Since its founding six generations ago, Lobmeyr has tended to follow its own compass rather than listening to the whims of the market — in other words, it’s never been afraid to be a little bit different. It’s why the company moved from its original role as glass merchants to manufacturers; what inspired a relationship with the radical designers of the Wiener Werkstätte; and why the company today collaborates with designers like Polka, whose 2008 beer glasses boast an engraving based on the goals scored during a 1978 soccer match between Austria and Germany.

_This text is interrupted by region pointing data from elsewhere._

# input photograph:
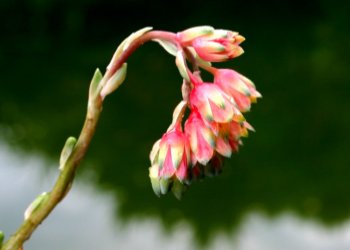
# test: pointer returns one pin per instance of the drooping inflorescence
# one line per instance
(195, 148)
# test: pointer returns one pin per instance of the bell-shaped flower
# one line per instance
(174, 154)
(219, 46)
(236, 85)
(212, 103)
(229, 136)
(185, 37)
(201, 138)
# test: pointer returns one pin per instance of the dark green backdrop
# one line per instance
(297, 53)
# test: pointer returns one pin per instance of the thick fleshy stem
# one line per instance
(66, 177)
(165, 35)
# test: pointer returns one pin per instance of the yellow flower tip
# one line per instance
(195, 32)
(153, 171)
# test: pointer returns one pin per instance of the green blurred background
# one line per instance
(297, 53)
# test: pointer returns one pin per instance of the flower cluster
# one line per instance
(195, 148)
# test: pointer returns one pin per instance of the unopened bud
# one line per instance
(168, 46)
(153, 175)
(181, 65)
(95, 82)
(189, 34)
(35, 204)
(178, 189)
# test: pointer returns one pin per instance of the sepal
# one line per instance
(35, 204)
(168, 46)
(95, 83)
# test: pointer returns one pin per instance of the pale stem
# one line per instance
(66, 176)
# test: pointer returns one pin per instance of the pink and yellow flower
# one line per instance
(229, 136)
(201, 138)
(238, 86)
(220, 46)
(174, 154)
(212, 103)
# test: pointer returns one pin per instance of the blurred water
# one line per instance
(86, 219)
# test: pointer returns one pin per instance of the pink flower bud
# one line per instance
(219, 46)
(174, 155)
(201, 138)
(238, 86)
(212, 103)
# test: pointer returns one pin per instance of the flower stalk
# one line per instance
(189, 150)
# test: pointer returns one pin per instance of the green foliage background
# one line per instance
(297, 53)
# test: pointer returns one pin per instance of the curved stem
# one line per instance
(66, 177)
(62, 184)
(169, 36)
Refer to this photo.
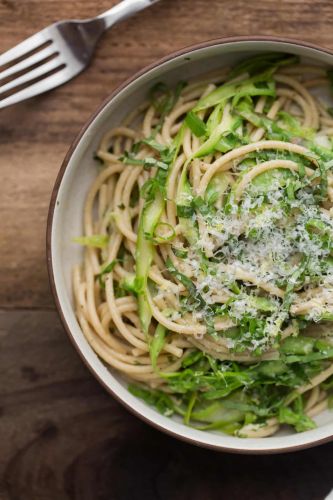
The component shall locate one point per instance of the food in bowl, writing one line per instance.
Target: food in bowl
(207, 279)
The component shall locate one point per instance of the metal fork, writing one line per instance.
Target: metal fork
(57, 53)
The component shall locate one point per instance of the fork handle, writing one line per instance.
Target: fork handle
(122, 10)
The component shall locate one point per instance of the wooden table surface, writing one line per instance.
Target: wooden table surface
(61, 435)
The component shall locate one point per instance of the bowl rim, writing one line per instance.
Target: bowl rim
(49, 256)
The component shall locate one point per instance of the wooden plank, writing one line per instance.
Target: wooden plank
(35, 135)
(63, 437)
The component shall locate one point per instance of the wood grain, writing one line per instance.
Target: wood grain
(61, 435)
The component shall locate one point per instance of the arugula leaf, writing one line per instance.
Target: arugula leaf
(299, 420)
(108, 268)
(157, 344)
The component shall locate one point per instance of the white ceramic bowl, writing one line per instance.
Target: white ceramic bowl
(65, 222)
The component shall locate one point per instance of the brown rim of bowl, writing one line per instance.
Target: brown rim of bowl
(183, 51)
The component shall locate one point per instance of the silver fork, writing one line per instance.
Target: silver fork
(56, 54)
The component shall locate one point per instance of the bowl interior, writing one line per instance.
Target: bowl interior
(65, 223)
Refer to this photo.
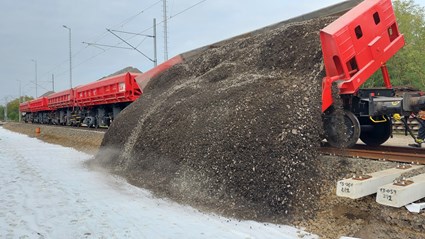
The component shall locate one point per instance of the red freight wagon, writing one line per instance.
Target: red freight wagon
(39, 104)
(357, 44)
(114, 89)
(24, 107)
(63, 99)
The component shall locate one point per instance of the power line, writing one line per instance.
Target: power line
(131, 37)
(101, 36)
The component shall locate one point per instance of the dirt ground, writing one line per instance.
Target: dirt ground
(79, 139)
(335, 216)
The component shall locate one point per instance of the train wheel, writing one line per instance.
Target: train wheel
(341, 134)
(375, 134)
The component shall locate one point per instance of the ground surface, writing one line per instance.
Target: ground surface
(47, 192)
(335, 216)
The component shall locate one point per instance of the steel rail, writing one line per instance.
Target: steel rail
(385, 153)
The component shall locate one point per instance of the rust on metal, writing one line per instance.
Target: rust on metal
(403, 183)
(385, 153)
(403, 166)
(361, 177)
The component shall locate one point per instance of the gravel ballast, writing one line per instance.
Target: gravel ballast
(234, 130)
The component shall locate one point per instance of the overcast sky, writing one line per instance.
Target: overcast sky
(33, 30)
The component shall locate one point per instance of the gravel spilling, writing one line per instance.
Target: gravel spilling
(234, 130)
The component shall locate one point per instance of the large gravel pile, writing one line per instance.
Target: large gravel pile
(233, 130)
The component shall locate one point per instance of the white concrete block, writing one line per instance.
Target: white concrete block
(354, 188)
(398, 196)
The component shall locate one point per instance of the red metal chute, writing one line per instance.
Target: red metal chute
(356, 45)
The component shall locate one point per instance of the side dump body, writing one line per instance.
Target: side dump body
(39, 104)
(143, 79)
(114, 89)
(63, 99)
(24, 107)
(357, 44)
(334, 10)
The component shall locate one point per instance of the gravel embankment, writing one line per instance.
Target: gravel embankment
(334, 216)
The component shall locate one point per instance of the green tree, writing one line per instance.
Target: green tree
(407, 66)
(12, 109)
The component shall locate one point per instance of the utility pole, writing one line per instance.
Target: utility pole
(36, 84)
(5, 109)
(20, 96)
(165, 30)
(155, 58)
(53, 82)
(70, 57)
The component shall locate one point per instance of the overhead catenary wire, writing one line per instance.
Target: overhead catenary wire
(119, 43)
(101, 36)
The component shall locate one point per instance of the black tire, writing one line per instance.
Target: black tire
(343, 135)
(375, 134)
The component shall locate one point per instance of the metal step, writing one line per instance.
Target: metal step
(402, 192)
(363, 185)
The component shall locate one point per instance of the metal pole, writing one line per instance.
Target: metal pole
(36, 84)
(70, 56)
(165, 31)
(53, 82)
(20, 95)
(5, 111)
(155, 58)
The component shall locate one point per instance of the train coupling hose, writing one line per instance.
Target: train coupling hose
(397, 117)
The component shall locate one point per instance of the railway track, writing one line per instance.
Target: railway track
(68, 127)
(386, 153)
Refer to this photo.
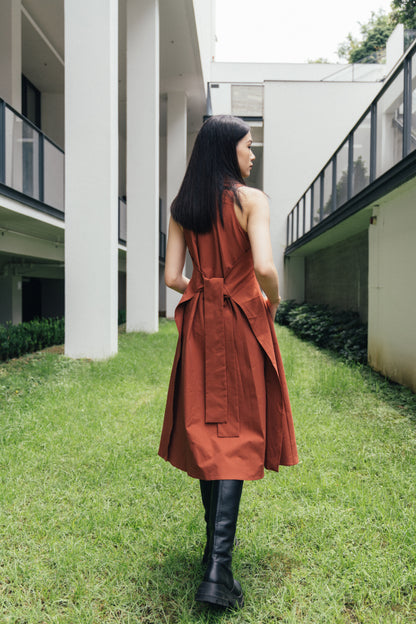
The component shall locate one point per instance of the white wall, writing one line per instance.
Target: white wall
(392, 287)
(259, 72)
(304, 123)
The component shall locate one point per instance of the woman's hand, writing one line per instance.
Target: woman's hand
(175, 258)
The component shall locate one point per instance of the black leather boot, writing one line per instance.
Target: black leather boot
(219, 586)
(206, 491)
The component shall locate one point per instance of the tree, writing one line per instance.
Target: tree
(374, 37)
(404, 12)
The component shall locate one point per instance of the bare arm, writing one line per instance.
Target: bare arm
(175, 258)
(256, 207)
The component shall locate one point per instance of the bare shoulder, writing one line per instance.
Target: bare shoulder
(252, 198)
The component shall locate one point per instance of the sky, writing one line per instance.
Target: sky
(290, 31)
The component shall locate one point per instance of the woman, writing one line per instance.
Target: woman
(228, 414)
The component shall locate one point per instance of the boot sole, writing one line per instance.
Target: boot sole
(214, 593)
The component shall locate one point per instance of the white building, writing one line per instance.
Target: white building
(123, 100)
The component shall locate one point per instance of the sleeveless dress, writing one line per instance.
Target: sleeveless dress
(227, 413)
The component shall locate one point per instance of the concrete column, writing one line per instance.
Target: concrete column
(11, 53)
(142, 167)
(176, 165)
(91, 177)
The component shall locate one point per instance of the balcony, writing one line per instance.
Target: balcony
(32, 171)
(378, 155)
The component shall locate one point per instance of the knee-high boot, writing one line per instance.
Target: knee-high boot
(206, 491)
(219, 586)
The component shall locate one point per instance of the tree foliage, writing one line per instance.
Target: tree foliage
(404, 12)
(374, 35)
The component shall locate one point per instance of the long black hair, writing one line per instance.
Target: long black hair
(212, 168)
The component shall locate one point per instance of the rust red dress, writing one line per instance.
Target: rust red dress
(227, 414)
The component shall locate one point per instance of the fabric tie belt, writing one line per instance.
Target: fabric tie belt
(221, 372)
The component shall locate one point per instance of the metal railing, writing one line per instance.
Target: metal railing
(30, 162)
(32, 167)
(383, 136)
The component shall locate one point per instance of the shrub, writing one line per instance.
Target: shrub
(16, 340)
(340, 331)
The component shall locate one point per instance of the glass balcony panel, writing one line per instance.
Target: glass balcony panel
(413, 123)
(54, 171)
(327, 190)
(316, 190)
(308, 195)
(22, 155)
(390, 126)
(122, 220)
(342, 175)
(361, 155)
(295, 223)
(247, 100)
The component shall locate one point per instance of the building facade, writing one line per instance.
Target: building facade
(100, 105)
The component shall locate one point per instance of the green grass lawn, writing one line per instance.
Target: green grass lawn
(96, 528)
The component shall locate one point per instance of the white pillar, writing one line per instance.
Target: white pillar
(176, 165)
(11, 53)
(142, 167)
(91, 177)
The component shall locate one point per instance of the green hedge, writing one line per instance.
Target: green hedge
(16, 340)
(340, 331)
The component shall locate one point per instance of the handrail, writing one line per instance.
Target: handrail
(30, 123)
(317, 213)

In Lobmeyr’s case, different works. Its chandeliers hang in New York’s Metropolitan Opera and the Kremlin, its drinking sets have been designed by everyone from Josef Hoffmann to Max Lamb, and its glittery, three-story emporium, on one of Vienna’s main shopping drags, is the kind of place tourists make a point to visit. But very few have had the opportunity to see inside Lobmeyr’s crystal-making workshop, where the company fits and fabricates each piece by hand, using the same methods that were employed during each glass or chandelier’s original production. A chance meeting at the Milan Furniture Fair with Marco Dessí, the Italian-born, Vienna-based designer who has been collaborating with Lobmeyr in recent years, netted me a visit; together we met with Leonid Rath, who with his two brothers now runs the company’s day to day.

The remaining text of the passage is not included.